La voz del anciano sonaba profunda y dulce a la vez. No parecía haber en ella un ápice de miedo a la muerte que, tan próxima, aguardaba a su dueño.

– Confieso que estoy bastante confundido. Muy confundido.

– Es natural que lo estés. Ignatius me ha hablado muy bien de ti. Dice que eres un joven honesto, aplicado, trabajador. Tu fe es sólida aunque eres hombre de ciencia. Quizá el Maligno te haya elegido para crear confusión precisamente por eso. Él ataca a los más fieles a Dios Nuestro Señor. A los que mejor le sirven. A esos, el Demonio los odia con mayor intensidad. No los soporta.
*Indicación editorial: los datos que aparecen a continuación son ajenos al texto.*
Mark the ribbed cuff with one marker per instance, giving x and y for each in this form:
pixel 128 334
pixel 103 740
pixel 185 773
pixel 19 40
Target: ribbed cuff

Es un misterio por qué el Todopoderoso permite a Satanás obrar en el mundo. Los teólogos no alcanzan a explicárselo. Debe de ser parte de un plan cuyos motivos y objeto no comprendemos. Son los renglones torcidos de una escritura siempre recta.

– Pero mi visión, la frase, los huesos rotos de…

– Todo ello es turbador, lo reconozco. Sin embargo, el bien es superior al mal. Este Valle de Lágrimas es como un infierno que todos hemos de superar antes de llegar a la Gloria. Yo creo que es como el colegio para los niños. Dios quiere que sepamos qué es el dolor para comprender el placer, la alegría y la felicidad. Al igual que un padre deja a su hijo equivocarse y tropezar, no porque no lo quiera, sino precisamente porque lo quiere. Lo deja libre y permite que aprenda por sí mismo.